Au terme de la procédure, le Service de la population l'a informé, par lettre du 24 mai 2019, que l'autorité fédérale lui avait accordé l'autorisation de se faire naturaliser dans le canton de Vaud et que le Conseil d'État lui avait octroyé le droit de cité vaudois dans sa séance du 31 octobre 2018. Simultanément, ce service convoquait l'intéressé à la cérémonie d'assermentation du mercredi 26 juin 2019 au Palais de Beaulieu à Lausanne.

L'intéressé a répondu le 7 juin 2019 qu'il ne pouvait pas assister à la cérémonie car il devait passer un examen dans une haute école à Winterthur. Il annonçait en outre qu'il effectuerait un semestre d'études à New York du 18 août au 24 décembre 2019.

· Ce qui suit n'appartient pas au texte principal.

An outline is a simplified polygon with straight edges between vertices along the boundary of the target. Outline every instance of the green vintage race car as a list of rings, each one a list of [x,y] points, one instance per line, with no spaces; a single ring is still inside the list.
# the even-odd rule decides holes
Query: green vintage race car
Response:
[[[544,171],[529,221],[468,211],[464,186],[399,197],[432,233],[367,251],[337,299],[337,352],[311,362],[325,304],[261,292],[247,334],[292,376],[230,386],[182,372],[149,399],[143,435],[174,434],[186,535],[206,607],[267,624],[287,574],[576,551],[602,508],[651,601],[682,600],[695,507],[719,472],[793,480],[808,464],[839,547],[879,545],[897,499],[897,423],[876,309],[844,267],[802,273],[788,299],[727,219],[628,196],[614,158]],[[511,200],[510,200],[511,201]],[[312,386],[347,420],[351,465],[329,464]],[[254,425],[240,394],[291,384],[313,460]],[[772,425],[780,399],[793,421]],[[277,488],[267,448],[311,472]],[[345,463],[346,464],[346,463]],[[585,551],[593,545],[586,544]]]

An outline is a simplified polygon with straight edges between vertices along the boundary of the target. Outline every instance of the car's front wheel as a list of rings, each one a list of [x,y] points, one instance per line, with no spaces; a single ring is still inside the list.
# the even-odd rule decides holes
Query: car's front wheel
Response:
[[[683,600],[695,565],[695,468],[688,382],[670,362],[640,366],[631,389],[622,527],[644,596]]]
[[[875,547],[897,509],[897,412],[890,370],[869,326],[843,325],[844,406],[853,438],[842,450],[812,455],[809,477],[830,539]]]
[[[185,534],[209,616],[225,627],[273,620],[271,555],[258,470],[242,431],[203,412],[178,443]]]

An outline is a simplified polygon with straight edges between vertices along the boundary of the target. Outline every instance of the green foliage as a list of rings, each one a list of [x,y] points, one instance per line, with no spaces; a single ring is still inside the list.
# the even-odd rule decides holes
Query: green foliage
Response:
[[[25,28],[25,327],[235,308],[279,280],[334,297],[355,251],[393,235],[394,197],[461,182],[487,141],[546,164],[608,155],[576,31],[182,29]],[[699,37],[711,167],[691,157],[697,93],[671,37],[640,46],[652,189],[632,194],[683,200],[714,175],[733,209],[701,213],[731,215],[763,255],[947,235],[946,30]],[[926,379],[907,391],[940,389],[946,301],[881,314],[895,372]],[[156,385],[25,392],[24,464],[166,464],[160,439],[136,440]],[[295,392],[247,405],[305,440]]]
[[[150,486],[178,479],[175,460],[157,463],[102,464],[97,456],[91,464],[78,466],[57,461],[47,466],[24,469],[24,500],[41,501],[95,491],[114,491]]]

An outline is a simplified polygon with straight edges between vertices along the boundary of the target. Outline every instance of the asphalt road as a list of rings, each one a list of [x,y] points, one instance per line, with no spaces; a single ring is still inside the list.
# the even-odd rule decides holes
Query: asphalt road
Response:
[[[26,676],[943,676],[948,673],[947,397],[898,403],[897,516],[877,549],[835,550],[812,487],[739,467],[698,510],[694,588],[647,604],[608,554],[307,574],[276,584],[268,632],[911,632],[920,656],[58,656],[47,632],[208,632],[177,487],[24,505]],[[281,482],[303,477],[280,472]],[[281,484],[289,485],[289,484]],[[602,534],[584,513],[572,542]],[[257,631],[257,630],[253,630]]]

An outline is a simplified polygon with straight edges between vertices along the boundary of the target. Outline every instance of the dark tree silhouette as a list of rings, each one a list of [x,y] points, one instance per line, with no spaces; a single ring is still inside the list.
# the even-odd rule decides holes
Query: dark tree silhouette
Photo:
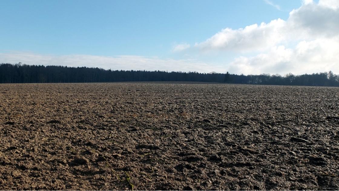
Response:
[[[270,85],[339,86],[339,75],[332,71],[283,76],[212,72],[199,73],[145,70],[112,70],[98,68],[0,64],[0,83],[69,83],[136,81],[191,81]]]

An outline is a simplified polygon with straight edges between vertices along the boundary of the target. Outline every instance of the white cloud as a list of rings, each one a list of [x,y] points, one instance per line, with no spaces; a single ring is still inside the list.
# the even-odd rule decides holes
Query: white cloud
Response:
[[[183,43],[178,45],[173,49],[173,52],[180,52],[186,50],[191,47],[191,45],[187,43]]]
[[[267,4],[273,6],[276,8],[277,9],[279,10],[279,11],[281,11],[281,9],[280,8],[280,6],[279,5],[277,5],[276,4],[275,4],[270,0],[264,0],[265,2],[267,3]]]
[[[262,73],[312,73],[332,70],[339,73],[339,38],[302,41],[294,49],[283,46],[255,56],[241,56],[230,64],[231,72],[248,74]]]
[[[224,73],[225,68],[194,59],[162,59],[133,55],[104,56],[86,55],[63,56],[42,55],[22,52],[0,52],[0,63],[19,62],[29,65],[98,67],[105,69],[144,70],[208,73]]]
[[[261,52],[234,58],[228,69],[237,73],[301,74],[331,70],[339,73],[338,18],[339,0],[303,0],[286,21],[226,28],[191,48],[214,54]]]
[[[205,51],[264,50],[284,40],[285,26],[285,21],[278,19],[236,30],[226,28],[205,41],[196,43],[195,47]]]

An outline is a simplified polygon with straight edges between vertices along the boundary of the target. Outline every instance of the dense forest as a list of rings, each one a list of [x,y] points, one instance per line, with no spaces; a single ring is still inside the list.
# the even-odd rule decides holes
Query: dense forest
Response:
[[[124,71],[98,68],[1,64],[0,83],[68,83],[155,81],[339,86],[339,75],[331,71],[294,75],[244,75],[211,72]]]

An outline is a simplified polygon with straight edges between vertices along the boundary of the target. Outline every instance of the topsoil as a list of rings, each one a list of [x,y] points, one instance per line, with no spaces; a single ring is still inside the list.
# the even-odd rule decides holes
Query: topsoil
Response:
[[[0,85],[1,190],[338,190],[339,88]]]

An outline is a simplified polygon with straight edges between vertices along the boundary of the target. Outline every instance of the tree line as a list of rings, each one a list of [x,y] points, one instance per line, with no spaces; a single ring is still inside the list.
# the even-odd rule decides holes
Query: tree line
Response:
[[[69,83],[136,81],[190,81],[235,84],[339,86],[339,75],[333,72],[282,76],[238,75],[212,72],[167,72],[112,70],[98,68],[0,64],[0,83]]]

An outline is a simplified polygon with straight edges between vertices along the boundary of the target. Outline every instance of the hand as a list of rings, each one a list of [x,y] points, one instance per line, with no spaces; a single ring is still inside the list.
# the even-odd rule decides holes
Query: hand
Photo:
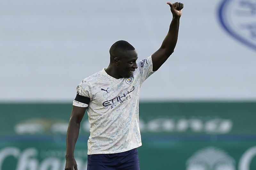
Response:
[[[181,16],[181,10],[184,6],[183,4],[177,2],[173,4],[167,2],[167,4],[170,6],[171,11],[173,16],[180,17]]]
[[[77,165],[74,158],[68,158],[66,160],[65,170],[77,170]]]

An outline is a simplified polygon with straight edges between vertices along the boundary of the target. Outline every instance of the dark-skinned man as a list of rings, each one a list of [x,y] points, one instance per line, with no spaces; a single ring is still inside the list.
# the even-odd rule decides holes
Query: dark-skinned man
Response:
[[[137,62],[135,48],[125,41],[117,41],[109,50],[108,68],[86,78],[77,87],[67,133],[65,170],[78,170],[74,150],[86,109],[90,124],[87,170],[140,169],[137,149],[141,145],[140,89],[173,52],[183,7],[180,3],[167,4],[172,19],[159,49]]]

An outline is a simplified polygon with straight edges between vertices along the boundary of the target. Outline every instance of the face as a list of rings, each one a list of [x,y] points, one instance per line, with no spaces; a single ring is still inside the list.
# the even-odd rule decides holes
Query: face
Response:
[[[136,50],[130,50],[123,53],[122,56],[119,57],[117,71],[118,74],[120,77],[129,78],[132,72],[138,68],[136,63],[136,61],[138,58],[138,55]]]

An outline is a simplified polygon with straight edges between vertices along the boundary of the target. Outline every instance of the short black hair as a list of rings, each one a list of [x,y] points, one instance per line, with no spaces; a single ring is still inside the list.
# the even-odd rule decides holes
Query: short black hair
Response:
[[[110,54],[115,52],[124,52],[129,50],[134,50],[135,48],[131,44],[124,40],[117,41],[112,45],[109,49]]]

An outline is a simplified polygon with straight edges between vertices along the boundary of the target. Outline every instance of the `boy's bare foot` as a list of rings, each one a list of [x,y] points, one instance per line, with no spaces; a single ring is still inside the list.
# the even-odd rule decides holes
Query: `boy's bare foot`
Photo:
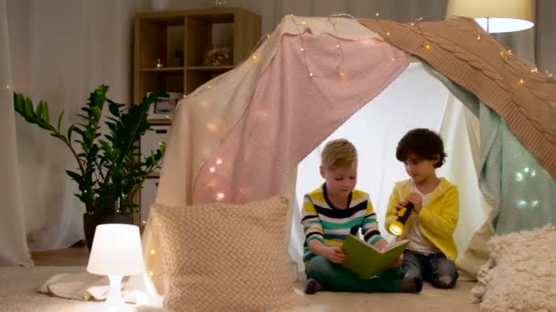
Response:
[[[313,295],[319,291],[323,291],[323,285],[315,278],[309,278],[305,284],[305,294]]]
[[[421,277],[403,277],[398,280],[398,290],[401,293],[420,293],[422,289]]]

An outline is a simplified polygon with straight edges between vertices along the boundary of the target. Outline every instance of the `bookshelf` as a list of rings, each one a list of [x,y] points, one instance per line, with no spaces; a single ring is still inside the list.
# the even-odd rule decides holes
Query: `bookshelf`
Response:
[[[148,12],[135,16],[134,35],[134,102],[147,92],[187,95],[198,87],[241,63],[261,38],[261,16],[240,7]],[[223,36],[219,36],[222,29]],[[230,59],[207,65],[204,56],[224,42]],[[157,67],[158,64],[158,67]],[[171,124],[171,119],[154,119]]]

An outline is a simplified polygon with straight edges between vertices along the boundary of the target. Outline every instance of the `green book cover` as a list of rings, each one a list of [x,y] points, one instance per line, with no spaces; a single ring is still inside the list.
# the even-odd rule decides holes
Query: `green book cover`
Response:
[[[354,235],[346,237],[342,250],[349,255],[340,265],[357,274],[360,278],[370,278],[388,269],[403,253],[410,241],[403,239],[390,244],[384,250],[361,241]]]

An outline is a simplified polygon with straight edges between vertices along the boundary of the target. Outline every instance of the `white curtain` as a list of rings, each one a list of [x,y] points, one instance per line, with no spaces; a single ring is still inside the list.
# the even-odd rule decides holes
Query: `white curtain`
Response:
[[[303,203],[304,194],[323,182],[318,166],[326,142],[347,138],[358,152],[356,188],[369,193],[380,232],[392,240],[383,227],[388,199],[394,182],[408,179],[403,164],[396,160],[396,146],[408,130],[428,128],[440,133],[448,154],[446,163],[437,174],[445,176],[459,189],[460,218],[454,239],[462,255],[472,234],[486,218],[473,155],[474,151],[478,150],[472,146],[476,141],[470,140],[473,130],[467,119],[476,120],[422,63],[412,63],[380,95],[354,114],[299,164],[297,201]],[[304,234],[299,224],[299,210],[296,213],[290,254],[299,263]]]
[[[0,163],[9,167],[2,181],[0,264],[28,264],[27,250],[67,247],[83,237],[83,204],[76,184],[65,173],[76,167],[62,143],[15,116],[11,92],[48,103],[56,122],[76,122],[89,93],[101,84],[109,96],[129,103],[132,89],[133,16],[146,11],[136,0],[3,0],[0,64],[3,64],[1,133],[5,151]],[[6,20],[7,18],[7,20]],[[7,35],[7,36],[6,36]],[[8,45],[9,43],[9,45]],[[8,53],[9,52],[9,53]],[[5,83],[11,68],[12,82]],[[5,69],[4,69],[5,68]],[[24,256],[25,255],[25,256]]]
[[[17,150],[16,124],[12,102],[12,78],[10,69],[10,42],[7,29],[7,5],[0,0],[0,265],[31,265],[26,241],[26,224],[21,203],[19,176],[17,174]]]

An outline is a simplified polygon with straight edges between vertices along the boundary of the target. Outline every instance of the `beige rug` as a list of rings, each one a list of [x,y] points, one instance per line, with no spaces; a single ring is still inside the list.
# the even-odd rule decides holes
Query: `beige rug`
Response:
[[[302,291],[305,284],[295,284]],[[469,301],[471,282],[458,281],[454,289],[438,289],[423,285],[420,294],[356,294],[322,292],[306,296],[310,302],[320,306],[315,311],[478,311],[479,306]]]
[[[81,266],[0,266],[0,311],[98,311],[102,302],[62,299],[37,292],[38,286],[56,274],[83,271]],[[419,295],[322,292],[306,296],[314,307],[299,311],[478,311],[478,305],[469,303],[468,299],[474,285],[458,282],[454,289],[442,290],[425,284]],[[304,283],[296,283],[295,288],[301,293]]]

Après avoir annoncé qu'il reprendrait contact (il déclare avoir tenté de contacter l'intéressé par téléphone), le Service de la population lui a, le 5 juillet 2019, rappelé la teneur de l'art. 18 de la loi du 28 septembre 2004 sur le droit de cité vaudois (aLDCV; BLV 141.11) puis, par lettre du 9 juillet 2019, lui a communiqué les dates des six prochaines cérémonies de prestation de serment (entre le 28 août et le 12 novembre 2019) en attirant son attention sur le fait en cas d'indisponibilité aux dates en question, sa demande de naturalisation serait classée sans suite.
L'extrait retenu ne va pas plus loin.